Estimating Dense-Packed Zone Height in Liquid-Liquid Separation: A Physics-Informed Neural Network Approach
Mehmet Velioglu, Song Zhai, Alexander Mitsos, Adel Mhamdi, Andreas Jupke, Manuel Dahmen

TL;DR
This paper introduces a physics-informed neural network framework combined with flow measurements to estimate liquid-liquid phase heights in separators, reducing the need for direct measurements and improving accuracy.
Contribution
It develops a two-stage training approach for PINNs using synthetic and scarce experimental data, enhancing phase height estimation in liquid-liquid separation processes.
Findings
Two-stage trained PINN outperforms purely data-driven models in accuracy.
The framework effectively tracks phase heights using flow measurements only.
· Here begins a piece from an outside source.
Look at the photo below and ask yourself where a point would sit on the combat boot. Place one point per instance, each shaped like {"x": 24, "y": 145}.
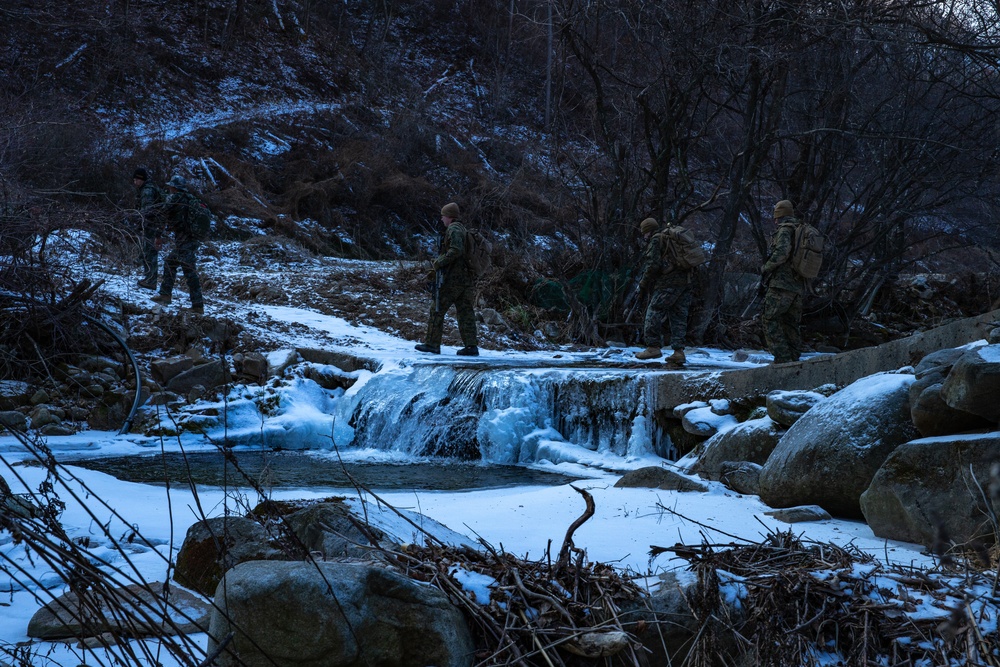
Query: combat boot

Ensemble training accounts for model parameter uncertainty.
Abstract
Separating liquid-liquid dispersions in gravity settlers is critical in chemical, pharmaceutical, and recycling processes. The dense-packed zone height is an important performance and safety indicator but it is often expensive and impractical to measure due to optical limitations. We propose a framework to estimate phase heights by combining a PINN model with readily available volume flow measurements, without requiring phase height measurements during deployment. To this end, a physics-informed neural network (PINN) is first pretrained on synthetic data and physics equations derived from a low-fidelity (approximate) mechanistic model to reduce the need for extensive experimental data. While the mechanistic model is used to generate synthetic training data, only volume balance equations are used in the PINN, as incorporating droplet coalescence and sedimentation submodels would be…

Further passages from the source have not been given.